This project implements a friendly chatbot capable of using Retrieval-Augmented Generation (RAG) to answer questions about specific episodes of the Lex Fridman podcast published on YouTube. The chatbot is implemented using user-friendly Streamlit interface and can also be run locally and free of charge by using Ollama for LLM generation.

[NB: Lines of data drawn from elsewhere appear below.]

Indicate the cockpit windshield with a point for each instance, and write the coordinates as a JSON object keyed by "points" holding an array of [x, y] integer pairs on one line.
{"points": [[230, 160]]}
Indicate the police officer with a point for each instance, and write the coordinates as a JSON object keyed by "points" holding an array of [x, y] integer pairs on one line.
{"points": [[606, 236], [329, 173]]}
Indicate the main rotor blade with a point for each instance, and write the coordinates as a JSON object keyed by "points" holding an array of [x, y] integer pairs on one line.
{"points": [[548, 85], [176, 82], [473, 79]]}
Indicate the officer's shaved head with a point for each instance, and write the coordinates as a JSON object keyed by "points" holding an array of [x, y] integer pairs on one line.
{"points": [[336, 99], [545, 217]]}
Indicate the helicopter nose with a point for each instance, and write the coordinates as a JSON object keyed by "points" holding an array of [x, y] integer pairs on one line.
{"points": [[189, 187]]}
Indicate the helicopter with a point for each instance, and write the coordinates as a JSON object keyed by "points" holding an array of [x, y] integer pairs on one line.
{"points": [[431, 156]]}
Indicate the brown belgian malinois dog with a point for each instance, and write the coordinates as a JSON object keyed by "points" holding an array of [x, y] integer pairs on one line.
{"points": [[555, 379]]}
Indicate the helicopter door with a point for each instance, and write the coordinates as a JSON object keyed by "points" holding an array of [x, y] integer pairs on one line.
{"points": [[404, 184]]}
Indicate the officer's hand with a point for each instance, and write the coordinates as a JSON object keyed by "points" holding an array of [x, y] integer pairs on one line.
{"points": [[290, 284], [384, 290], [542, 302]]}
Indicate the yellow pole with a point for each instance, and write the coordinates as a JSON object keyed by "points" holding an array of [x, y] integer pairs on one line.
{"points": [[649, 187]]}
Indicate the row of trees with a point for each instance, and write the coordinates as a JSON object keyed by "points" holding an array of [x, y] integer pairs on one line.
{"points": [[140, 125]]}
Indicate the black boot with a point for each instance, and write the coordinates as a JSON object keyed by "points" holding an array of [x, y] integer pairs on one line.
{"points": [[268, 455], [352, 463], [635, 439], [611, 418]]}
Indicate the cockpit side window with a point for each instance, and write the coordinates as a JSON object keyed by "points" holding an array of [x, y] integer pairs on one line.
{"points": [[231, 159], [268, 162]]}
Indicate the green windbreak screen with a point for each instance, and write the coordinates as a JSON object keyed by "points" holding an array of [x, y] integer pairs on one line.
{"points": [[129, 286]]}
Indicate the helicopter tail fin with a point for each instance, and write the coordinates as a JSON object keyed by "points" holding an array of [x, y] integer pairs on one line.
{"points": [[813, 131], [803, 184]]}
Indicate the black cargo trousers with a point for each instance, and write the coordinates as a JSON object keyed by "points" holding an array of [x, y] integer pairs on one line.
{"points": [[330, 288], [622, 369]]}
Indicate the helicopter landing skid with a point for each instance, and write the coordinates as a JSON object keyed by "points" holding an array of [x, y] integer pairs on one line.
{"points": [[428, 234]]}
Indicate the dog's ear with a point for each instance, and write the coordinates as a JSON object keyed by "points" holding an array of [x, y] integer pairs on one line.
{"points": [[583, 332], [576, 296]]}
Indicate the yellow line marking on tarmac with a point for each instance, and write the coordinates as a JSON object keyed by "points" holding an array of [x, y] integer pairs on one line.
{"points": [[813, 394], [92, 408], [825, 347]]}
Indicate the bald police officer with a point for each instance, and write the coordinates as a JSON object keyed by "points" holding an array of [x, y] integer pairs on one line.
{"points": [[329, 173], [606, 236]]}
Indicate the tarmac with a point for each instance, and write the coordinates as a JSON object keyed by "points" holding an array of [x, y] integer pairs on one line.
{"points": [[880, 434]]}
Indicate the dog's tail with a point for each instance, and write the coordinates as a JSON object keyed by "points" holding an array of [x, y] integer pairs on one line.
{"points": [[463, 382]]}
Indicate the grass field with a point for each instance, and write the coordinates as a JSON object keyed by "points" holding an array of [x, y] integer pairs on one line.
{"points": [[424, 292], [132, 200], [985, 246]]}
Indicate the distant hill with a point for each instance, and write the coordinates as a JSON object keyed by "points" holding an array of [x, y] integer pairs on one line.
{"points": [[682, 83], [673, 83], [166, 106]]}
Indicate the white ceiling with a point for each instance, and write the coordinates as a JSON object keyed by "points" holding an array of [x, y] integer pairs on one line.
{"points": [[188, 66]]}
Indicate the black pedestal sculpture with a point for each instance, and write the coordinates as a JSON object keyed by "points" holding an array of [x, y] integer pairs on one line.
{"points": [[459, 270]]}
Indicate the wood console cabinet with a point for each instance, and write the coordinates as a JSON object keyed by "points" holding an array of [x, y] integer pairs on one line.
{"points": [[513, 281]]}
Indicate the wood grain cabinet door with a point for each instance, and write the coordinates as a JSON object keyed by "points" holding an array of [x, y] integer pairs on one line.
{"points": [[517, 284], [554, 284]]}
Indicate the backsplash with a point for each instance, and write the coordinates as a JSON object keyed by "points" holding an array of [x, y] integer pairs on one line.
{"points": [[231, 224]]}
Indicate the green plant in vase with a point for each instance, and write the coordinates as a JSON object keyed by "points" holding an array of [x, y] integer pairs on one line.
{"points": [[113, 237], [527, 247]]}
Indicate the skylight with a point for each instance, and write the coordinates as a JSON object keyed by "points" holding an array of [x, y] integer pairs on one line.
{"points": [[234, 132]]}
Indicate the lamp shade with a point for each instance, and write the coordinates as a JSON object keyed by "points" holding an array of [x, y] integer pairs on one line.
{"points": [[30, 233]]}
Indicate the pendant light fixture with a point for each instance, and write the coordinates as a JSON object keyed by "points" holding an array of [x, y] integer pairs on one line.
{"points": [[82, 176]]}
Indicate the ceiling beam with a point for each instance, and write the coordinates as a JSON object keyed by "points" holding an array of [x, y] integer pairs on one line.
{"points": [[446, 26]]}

The full dataset for the Lex Fridman podcast is available in the folder 'JSON_storage'. Alternatively, you can obtain the dataset autonomously by checking and using the project YouTube Channel Video Tracker and then following the steps in the files create_video_db.ipynb
and create_transcript_db.ipynb
.
- Local database with more than 400 Lex Fridman podcast episodes
- Interactive chat interface to explore podcast episodes via Streamlit
- RAG-based question answering system
- Support for MongoDB and local JSON storage
- Step-by-step guide on how to prepare the dataset
ONE among the following solutions:
- Ollama installed locally with some models loaded ( suggested models are gemma2:2b and llama3.1:8b )
- OpenAI API key set up
- Anthropic API key set up
-
Clone the repository:
git clone https://github.com/CharlieNestor/chat_with_Lex_RAG.git
-
Create your own virtual environment and install the dependencies:
python -m venv venv source venv/bin/activate pip install -r requirements.txt
-
Set up environment variables:
- Create a
.env
file in the project root - Add necessary environment variables, for example:
MONGO_URI=mongodb://admin:password@localhost:27017/ OPENAI_API_KEY=your_openai_api_key ANTHROPIC_API_KEY=your_anthropic_api_key
- Create a
-
Run the Streamlit app:
streamlit run rag_video_streamlit.py
-
Select a podcast episode from the sidebar
-
Click "Load Interview" to prepare the RAG system
-
Start chatting and asking questions about the selected episode
This is still a work-in-progress project.